The delegates are Dawn Adams (68th District), Lashrecse Aird (63rd District), Alex Askew (85th District), Hala Ayala (51st District), Eileen Filler-Corn (41st District), and Charniele Herring (46th District).
In emails and phone calls to the delegates' offices, CNS News asked the following question, "On Aug. 26, the Virginia Senate passed SB 5032, which would give a judge or a jury discretion in whether to impose a misdemeanor penalty (instead of the prescribed felony) for a simple assault of a police officer, judge, or EMS personnel. This legislation is now in the House of Delegates. Question: Do you support the House version of SB5032, yes or no?"

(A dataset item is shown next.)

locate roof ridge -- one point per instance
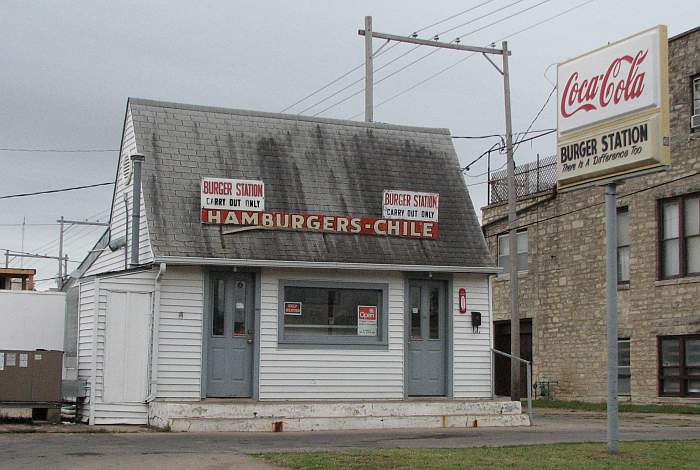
(291, 117)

Although CNS News contacted those offices on Sept. 2, 3, and 8 (Del. Filler-Corn on 9/2, 9/3), the offices did not respond. (A receptionist for Del. Ayala advised that the question be re-sent by email. This was done on Sept. 9 but no response was received before this story was posted.)

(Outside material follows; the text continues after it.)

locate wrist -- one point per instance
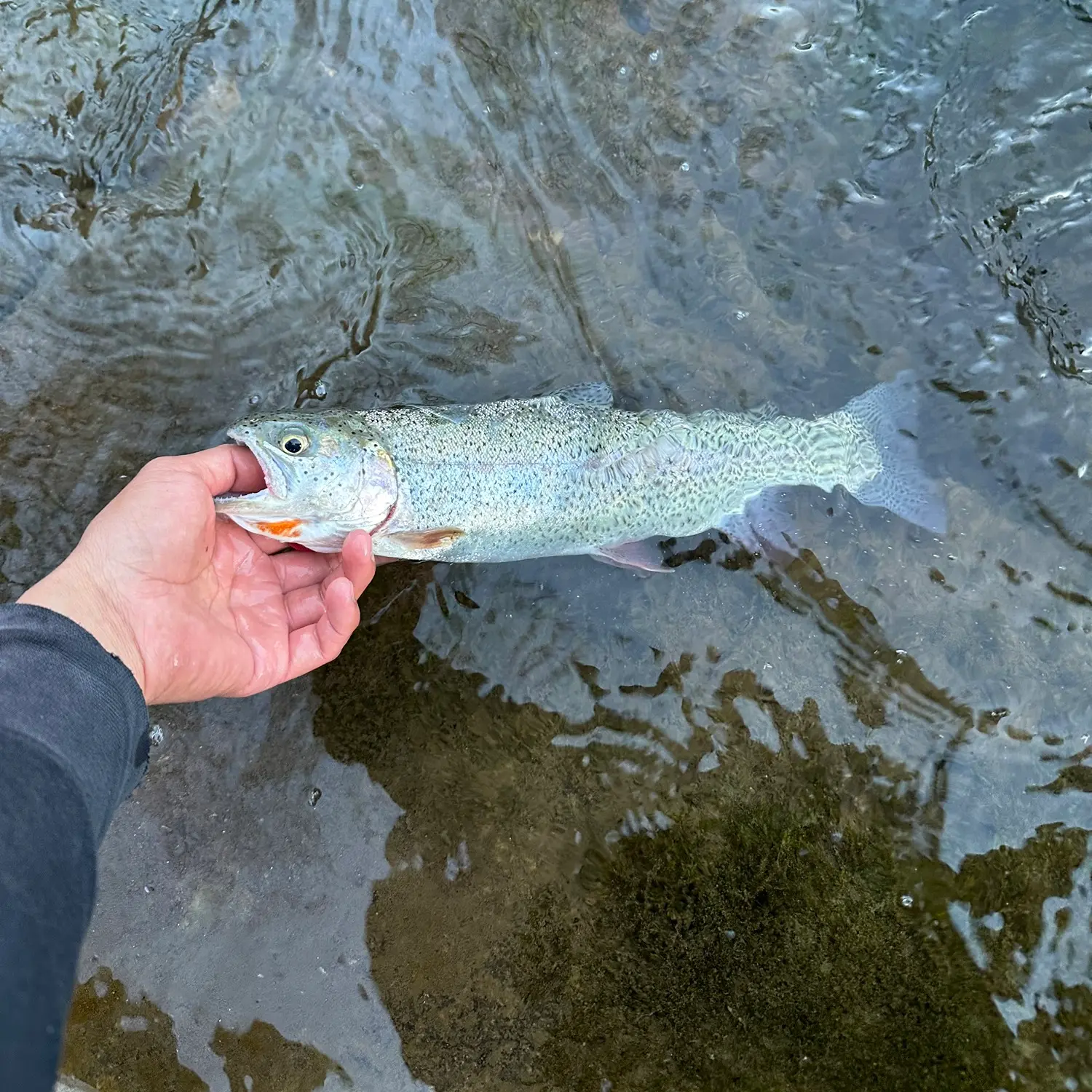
(74, 593)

Under current Virginia law, the assault of a police officer (also firefighter, judge, prison guard) is a Class 6 felony with a mandatory minimum six-month jail sentence, and a potential fine of up to $2,500.
The new legislation, SB 5032, would not change the assault/felony statute but it would allow a judge or jury, using their discretion, to reduce the charge to a misdemeanor.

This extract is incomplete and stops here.